ARMI AL POSTO DI ASILI
Negli ultimi due anni si è registrato un ampio consenso tra il padronato svizzero e i loro delegati politici – l’UDC, il PLR e il Centro – a favore di un massiccio aumento delle spese militari da qui al 2030: dai circa 5 miliardi di franchi attuali a 9 o 10 miliardi, e qualcuno ha addirittura invocato una spesa di15 miliardi.
Sono quattro i motivi per cui la borghesia svizzera vuole far esplodere la spesa per gli armamenti. In primo luogo, in questo periodo di parziale stagnazione economica, essa fornirà commesse lucrative all’industria svizzera; inoltre, poiché gran parte degli acquisti saranno effettuati dall’Unione Europea e dagli Stati Uniti, potranno essere utilizzati come merce di scambio per ottenere concessioni in altri settori, in particolare quello economico; Più in generale, nel contesto della promozione del militarismo da parte dell’Unione Europea, con il pretesto dell’infame guerra condotta dalla Russia contro l’Ucraina, la borghesia svizzera non vuole apparire come un “ventre molle” nel cuore dell’Europa; infine, l’obiettivo è quello di rimilitarizzare la società e le coscienze svizzere, soprattutto tra i giovani.
Come verrà finanziata questa esplosione delle spese militari? È qui che le associazioni padronali, i partiti borghesi e il Consiglio federale (compresi i socialdemocratici) recitano la loro solita sinistra commedia.
Il primo atto grida alla catastrofe: “Non ci sono più soldi, il deficit e il debito saliranno alle stelle, la Confederazione va verso la rovina”. È tutto un inganno! Prima di tutto, queste sono le stesse persone che stanno sistematicamente svuotando le casse dello Stato tagliando le tasse ai ricchi e alle imprese. In secondo luogo, quando il Credit Suisse è crollato nel marzo 2023, il Consiglio federale e la BNS hanno messo sul tavolo 209 miliardi di franchi per stabilizzare la piazza finanziaria svizzera. Infine, le cifre sono chiare: tra il 2007 e oggi, il livello di indebitamento lordo della Confederazione è sceso – nonostante il covid! – dal 21% al 18% del PIL. Una situazione idilliaca se confrontata con quella internazionale.
Nel secondo atto, per darsi una parvenza di legittimità, il Consiglio federale ha nominato un gruppo di “esperti”, composto da quattro neoliberali della linea dura – che da anni sostengono l’austerità di bilancio – a cui ha aggiunto l’immancabile cauzione socialdemocratica. Il 5 settembre il gruppo ha pubblicato le sue conclusioni, che – sorpresa! – erano quasi esattamente quelle che il padronato aveva reclamato già in primavera: un pacchetto di 60 misure di riduzione dei costi per un totale di 5 miliardi..

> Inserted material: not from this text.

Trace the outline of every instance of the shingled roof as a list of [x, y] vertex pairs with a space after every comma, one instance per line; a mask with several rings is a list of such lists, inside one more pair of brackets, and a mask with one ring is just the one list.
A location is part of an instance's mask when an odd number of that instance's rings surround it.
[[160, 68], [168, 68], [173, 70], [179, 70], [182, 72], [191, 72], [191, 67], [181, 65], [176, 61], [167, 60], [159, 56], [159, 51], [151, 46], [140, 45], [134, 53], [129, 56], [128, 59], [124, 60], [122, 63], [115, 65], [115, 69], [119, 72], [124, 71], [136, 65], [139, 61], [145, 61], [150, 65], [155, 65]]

Atto terzo: Il 20 settembre, il Consiglio federale ha annunciato un programma di austerità per il 2027. Questo programma riprende il 90% delle proposte avanzate dal gruppo di “esperti” e consiste essenzialmente in tagli alla spesa sociale e ambientale: abolizione del sussidio federale per gli asili nido (quasi un miliardo di franchi); riduzione delle spese per l’asilo e l’aiuto allo sviluppo dei Paesi poveri (800 milioni); riduzione dei contributi alla politica di lotta contro il riscaldamento globale (400 milioni); tagli ai sussidi per l’AVS e l’assicurazione malattia (400 milioni) e così via.
L’atto IV si svolgerà in Parlamento, dove è improbabile che la maggioranza borghese apporti modifiche sostanziali a questo programma.
Sarà importante mobilitarsi contro questo ennesimo piano di austerità e formare una coalizione di tutte le forze decise a combatterlo, nelle urne ovviamente, ma anche nelle strade.